Director of Music Deanne Zogleman, along with accompanist Carole Pracht, led the Newman chorale for a lively performance of “Lift Every Voice and Sing.”
Director of Security Mo Floyd then led an opening prayer on behalf of the prayer breakfast committee, asking God to protect all those on campus, praying for wisdom for the leaders, compassion for students as well as peace for those experiencing struggles.
“Help us to shine your light in this dark world and to love others we come in contact with each day just as you have loved us from the beginning,” Floyd said.
Senior Divya Murali, an international student, spoke about what she learned during her transformative experience at a Buddhist monastery in the mountains of New York over the semester break.
“At first, it was very scary,” she explained. “They were a bunch of strangers and I was a stranger to them.

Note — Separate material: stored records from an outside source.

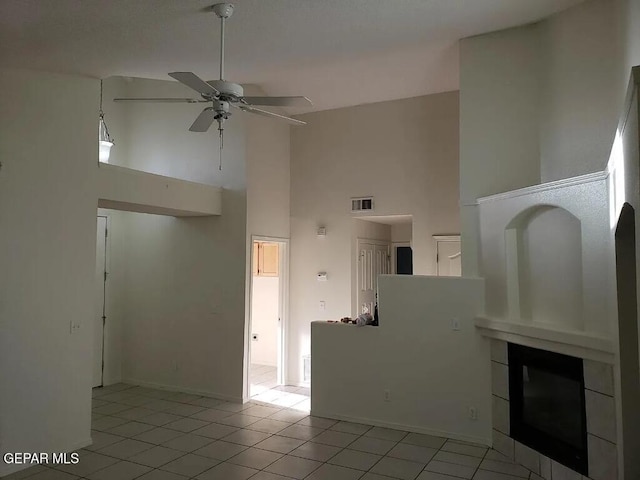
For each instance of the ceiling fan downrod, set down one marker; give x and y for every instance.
(223, 11)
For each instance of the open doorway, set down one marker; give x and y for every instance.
(267, 332)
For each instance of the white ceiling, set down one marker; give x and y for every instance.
(388, 219)
(336, 52)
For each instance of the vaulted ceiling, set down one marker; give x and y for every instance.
(337, 52)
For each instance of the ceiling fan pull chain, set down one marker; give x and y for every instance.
(221, 146)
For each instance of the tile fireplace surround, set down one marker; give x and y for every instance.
(601, 422)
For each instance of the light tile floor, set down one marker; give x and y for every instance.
(264, 388)
(147, 434)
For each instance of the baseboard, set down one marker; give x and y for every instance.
(176, 388)
(296, 383)
(406, 428)
(6, 469)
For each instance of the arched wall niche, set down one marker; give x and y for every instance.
(544, 267)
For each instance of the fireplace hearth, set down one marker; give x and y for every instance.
(547, 405)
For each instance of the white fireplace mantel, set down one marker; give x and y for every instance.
(578, 344)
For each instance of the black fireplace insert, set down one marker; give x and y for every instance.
(547, 409)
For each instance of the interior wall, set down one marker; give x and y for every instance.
(432, 373)
(115, 291)
(366, 230)
(48, 126)
(268, 176)
(539, 103)
(401, 232)
(581, 94)
(499, 111)
(404, 153)
(185, 277)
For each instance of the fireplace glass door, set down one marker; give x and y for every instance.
(547, 406)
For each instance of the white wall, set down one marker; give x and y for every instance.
(539, 103)
(185, 277)
(48, 126)
(268, 176)
(268, 193)
(264, 320)
(404, 153)
(401, 232)
(434, 374)
(366, 230)
(499, 148)
(114, 295)
(581, 94)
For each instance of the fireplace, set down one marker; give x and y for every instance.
(547, 407)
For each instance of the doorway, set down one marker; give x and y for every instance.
(100, 312)
(373, 260)
(267, 318)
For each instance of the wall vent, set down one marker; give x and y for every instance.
(362, 204)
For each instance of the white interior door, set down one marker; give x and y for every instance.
(449, 258)
(99, 312)
(373, 260)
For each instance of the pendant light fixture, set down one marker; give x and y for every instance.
(105, 142)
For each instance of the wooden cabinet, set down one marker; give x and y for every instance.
(266, 260)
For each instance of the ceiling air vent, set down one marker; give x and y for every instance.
(362, 204)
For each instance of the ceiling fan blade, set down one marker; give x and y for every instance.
(191, 80)
(204, 120)
(257, 111)
(279, 101)
(160, 100)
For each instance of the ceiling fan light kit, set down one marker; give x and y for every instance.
(223, 95)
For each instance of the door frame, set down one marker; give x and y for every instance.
(386, 243)
(283, 308)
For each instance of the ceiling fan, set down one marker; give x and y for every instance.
(224, 95)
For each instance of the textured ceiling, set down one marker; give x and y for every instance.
(337, 52)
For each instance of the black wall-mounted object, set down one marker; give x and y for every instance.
(547, 406)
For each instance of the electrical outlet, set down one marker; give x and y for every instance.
(473, 413)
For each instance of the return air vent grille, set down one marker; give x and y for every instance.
(362, 204)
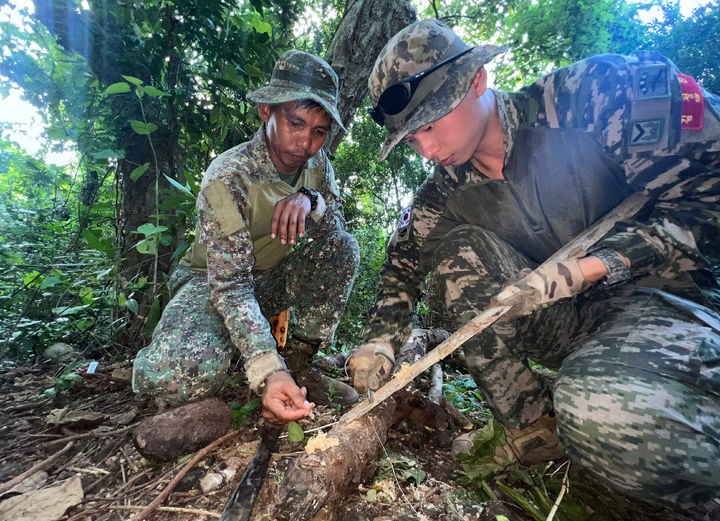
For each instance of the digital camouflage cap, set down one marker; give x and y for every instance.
(418, 47)
(297, 76)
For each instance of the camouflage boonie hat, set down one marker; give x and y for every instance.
(416, 48)
(298, 75)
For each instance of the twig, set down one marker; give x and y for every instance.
(564, 487)
(165, 493)
(90, 435)
(435, 392)
(168, 509)
(44, 463)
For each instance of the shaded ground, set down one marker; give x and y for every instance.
(414, 480)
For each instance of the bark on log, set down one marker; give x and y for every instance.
(364, 30)
(317, 480)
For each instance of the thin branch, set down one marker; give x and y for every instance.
(44, 463)
(165, 493)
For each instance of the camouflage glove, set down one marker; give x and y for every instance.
(543, 287)
(369, 366)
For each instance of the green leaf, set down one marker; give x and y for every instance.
(142, 128)
(180, 250)
(254, 71)
(107, 154)
(137, 172)
(49, 282)
(177, 185)
(295, 432)
(118, 88)
(132, 305)
(152, 91)
(149, 229)
(56, 132)
(257, 4)
(147, 246)
(261, 26)
(132, 79)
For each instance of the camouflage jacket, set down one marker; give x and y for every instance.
(229, 229)
(644, 126)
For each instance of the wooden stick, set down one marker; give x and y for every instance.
(168, 509)
(44, 463)
(165, 493)
(575, 248)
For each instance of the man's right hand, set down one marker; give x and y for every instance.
(369, 366)
(283, 400)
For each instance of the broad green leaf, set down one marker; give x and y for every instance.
(107, 154)
(118, 88)
(177, 185)
(132, 305)
(147, 246)
(56, 132)
(180, 250)
(133, 79)
(261, 26)
(49, 282)
(257, 4)
(137, 172)
(152, 91)
(254, 71)
(148, 229)
(295, 432)
(142, 128)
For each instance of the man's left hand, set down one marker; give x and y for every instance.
(283, 400)
(288, 220)
(543, 287)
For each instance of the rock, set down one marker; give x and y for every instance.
(182, 430)
(60, 352)
(211, 482)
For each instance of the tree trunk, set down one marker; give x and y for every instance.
(364, 30)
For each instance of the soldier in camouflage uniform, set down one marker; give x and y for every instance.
(256, 200)
(632, 328)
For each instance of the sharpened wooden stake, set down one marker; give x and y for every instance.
(575, 248)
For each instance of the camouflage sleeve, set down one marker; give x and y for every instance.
(407, 263)
(328, 215)
(224, 229)
(635, 107)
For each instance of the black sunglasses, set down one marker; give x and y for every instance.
(397, 96)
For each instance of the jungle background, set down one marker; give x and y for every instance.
(141, 96)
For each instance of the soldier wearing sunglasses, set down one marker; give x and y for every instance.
(632, 327)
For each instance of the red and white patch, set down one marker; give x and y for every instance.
(693, 108)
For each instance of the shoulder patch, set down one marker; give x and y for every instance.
(224, 209)
(693, 107)
(651, 81)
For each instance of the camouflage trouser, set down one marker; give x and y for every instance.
(637, 395)
(190, 354)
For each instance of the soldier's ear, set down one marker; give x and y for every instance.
(264, 112)
(479, 84)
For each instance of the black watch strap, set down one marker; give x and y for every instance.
(312, 194)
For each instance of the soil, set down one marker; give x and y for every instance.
(99, 414)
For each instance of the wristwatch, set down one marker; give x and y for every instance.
(312, 194)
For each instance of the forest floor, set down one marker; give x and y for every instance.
(90, 424)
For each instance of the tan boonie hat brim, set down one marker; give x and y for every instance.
(447, 93)
(298, 76)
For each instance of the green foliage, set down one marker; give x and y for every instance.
(404, 468)
(295, 432)
(241, 413)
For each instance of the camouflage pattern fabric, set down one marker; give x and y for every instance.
(638, 371)
(298, 75)
(191, 350)
(442, 91)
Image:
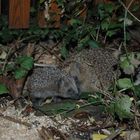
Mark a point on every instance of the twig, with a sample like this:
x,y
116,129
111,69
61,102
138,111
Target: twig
x,y
6,59
113,135
127,9
15,120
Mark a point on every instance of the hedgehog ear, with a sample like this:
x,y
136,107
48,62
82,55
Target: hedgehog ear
x,y
75,69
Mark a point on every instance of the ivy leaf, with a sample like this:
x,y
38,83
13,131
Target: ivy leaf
x,y
25,62
122,107
109,7
104,25
111,33
64,52
3,89
20,73
124,83
93,44
41,1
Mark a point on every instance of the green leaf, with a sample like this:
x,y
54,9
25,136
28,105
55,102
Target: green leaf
x,y
64,52
75,22
3,89
20,73
93,44
137,90
25,62
109,7
41,1
124,83
111,33
122,107
104,25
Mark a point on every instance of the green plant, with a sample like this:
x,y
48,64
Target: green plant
x,y
17,70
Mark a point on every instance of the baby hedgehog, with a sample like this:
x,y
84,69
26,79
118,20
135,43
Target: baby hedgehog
x,y
51,81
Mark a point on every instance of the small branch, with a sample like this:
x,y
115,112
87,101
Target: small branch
x,y
15,120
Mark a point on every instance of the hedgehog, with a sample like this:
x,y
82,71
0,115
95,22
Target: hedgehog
x,y
95,68
51,81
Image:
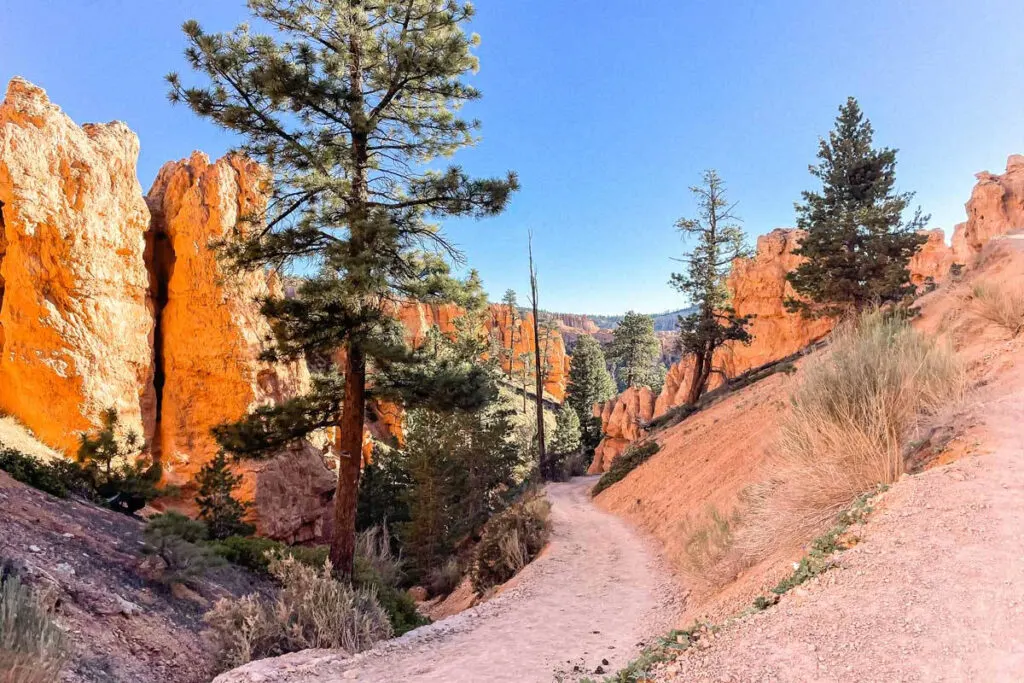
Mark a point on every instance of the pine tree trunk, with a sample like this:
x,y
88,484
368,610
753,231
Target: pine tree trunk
x,y
349,462
698,380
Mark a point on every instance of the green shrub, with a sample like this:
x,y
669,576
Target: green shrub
x,y
254,552
223,514
177,542
510,541
312,609
443,580
33,649
633,457
59,477
117,467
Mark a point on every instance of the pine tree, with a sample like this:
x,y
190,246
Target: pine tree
x,y
719,242
347,101
512,318
589,383
857,245
635,350
224,515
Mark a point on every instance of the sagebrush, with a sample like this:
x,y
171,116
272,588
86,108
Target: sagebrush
x,y
311,609
510,541
1000,304
848,429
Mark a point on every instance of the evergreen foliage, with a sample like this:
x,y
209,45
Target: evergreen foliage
x,y
719,242
224,515
460,466
349,103
857,245
635,350
117,468
589,383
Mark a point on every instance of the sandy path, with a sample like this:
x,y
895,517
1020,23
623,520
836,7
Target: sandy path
x,y
594,596
935,591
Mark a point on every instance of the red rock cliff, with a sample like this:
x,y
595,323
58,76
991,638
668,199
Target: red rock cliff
x,y
74,314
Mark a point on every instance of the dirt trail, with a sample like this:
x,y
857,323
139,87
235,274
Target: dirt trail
x,y
594,595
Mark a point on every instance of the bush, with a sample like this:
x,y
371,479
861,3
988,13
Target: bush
x,y
223,514
33,649
311,610
59,477
177,542
443,580
117,467
510,541
255,553
849,427
1000,304
634,456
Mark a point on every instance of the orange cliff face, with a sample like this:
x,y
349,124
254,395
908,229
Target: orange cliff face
x,y
758,287
74,312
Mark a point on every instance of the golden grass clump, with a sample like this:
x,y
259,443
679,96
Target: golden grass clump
x,y
849,426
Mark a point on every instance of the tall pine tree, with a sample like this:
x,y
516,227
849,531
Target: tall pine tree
x,y
635,350
719,242
857,245
347,101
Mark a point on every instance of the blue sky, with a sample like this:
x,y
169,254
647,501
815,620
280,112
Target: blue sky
x,y
609,114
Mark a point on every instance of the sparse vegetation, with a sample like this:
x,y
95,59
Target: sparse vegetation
x,y
510,541
223,514
117,466
33,649
1000,304
634,456
709,540
311,609
59,477
849,427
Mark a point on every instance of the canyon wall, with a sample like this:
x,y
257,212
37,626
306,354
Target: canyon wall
x,y
758,287
74,309
109,299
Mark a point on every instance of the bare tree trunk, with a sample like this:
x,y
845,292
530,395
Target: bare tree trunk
x,y
349,462
537,354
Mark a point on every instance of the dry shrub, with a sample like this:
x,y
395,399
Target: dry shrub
x,y
848,428
33,649
709,543
1000,304
311,609
510,541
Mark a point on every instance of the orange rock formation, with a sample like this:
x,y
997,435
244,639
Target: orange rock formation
x,y
209,331
75,324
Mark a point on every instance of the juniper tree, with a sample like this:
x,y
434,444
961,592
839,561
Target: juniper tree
x,y
857,244
348,102
635,350
589,383
719,242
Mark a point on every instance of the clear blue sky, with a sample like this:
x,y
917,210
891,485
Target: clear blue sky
x,y
609,111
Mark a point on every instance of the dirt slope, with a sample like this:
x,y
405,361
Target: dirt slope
x,y
594,595
122,627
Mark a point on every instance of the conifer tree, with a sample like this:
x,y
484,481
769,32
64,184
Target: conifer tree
x,y
513,318
635,350
589,383
719,242
347,101
857,245
224,515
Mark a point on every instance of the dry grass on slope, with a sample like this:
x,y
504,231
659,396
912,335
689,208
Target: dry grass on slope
x,y
848,429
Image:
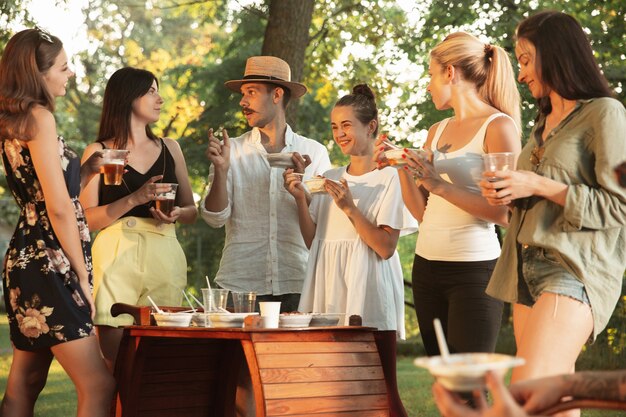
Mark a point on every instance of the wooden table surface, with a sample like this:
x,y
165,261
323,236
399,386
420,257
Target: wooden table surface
x,y
308,372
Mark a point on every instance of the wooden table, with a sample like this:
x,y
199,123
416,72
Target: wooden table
x,y
317,371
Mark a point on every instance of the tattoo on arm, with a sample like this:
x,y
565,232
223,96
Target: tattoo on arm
x,y
607,385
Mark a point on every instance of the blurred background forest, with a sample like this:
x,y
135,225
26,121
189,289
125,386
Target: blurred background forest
x,y
193,46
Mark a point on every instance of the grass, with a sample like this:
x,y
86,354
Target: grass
x,y
58,399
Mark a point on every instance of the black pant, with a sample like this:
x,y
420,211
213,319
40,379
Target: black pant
x,y
454,292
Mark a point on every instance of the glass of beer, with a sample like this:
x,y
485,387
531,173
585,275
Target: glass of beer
x,y
165,199
113,168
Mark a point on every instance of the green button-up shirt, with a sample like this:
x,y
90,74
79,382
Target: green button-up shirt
x,y
588,234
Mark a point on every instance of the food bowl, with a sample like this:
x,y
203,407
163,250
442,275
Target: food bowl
x,y
228,319
200,319
291,320
173,319
316,184
466,371
394,156
327,319
281,160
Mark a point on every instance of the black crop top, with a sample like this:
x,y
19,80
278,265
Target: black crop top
x,y
133,180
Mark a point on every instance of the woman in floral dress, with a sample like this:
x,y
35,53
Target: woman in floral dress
x,y
47,269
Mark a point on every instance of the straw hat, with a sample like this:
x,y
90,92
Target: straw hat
x,y
267,69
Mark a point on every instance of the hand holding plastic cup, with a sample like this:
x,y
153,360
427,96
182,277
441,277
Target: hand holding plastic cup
x,y
113,165
165,199
244,302
498,161
270,312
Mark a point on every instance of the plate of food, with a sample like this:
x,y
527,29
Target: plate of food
x,y
316,184
295,319
394,156
281,160
466,371
327,319
228,319
175,319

It took me a few days to get comfortable. But there was good food, a healthy environment and it left me feeling peaceful. I wrote in my journal that this was the best thing I’d ever done for myself and I recommend everyone visit a monastery if they can.”
Murali invited guests to meditate for two minutes as they closed their eyes and focused on their breathing. After a period of silence, she concluded, “A few moments of meditation can take us a long way.”
“Community is where it all comes into place. Anytime — when you wake up with your parents, spouse, friends — encourage them and initiate reflection for just five minutes,” she added. “Religion can be a personal preference but spirituality is a journey we all must take at some point, and that connects us as a people.”
First-year student Meya Warren and junior Asher Khokhar led the guests in a responsive reflection of scripture readings and Associate Professor of Nursing Nancy Lugo-Baez reflected on God’s steadfast presence in her life. Sophomore Maggie Koenig shared her favorite passages from her days of binge-reading the Bible.
Just as a potter shapes clay into a vessel, the attendees asked for God’s grace in “shaping us into true disciples of your way.”
“Enduring afflictions or hardships is difficult,” attendees read together from the program. “We are able to do so only because we pray. Because we trust and hope in God’s faithfulness and we believe that God’s mercies are never finished.”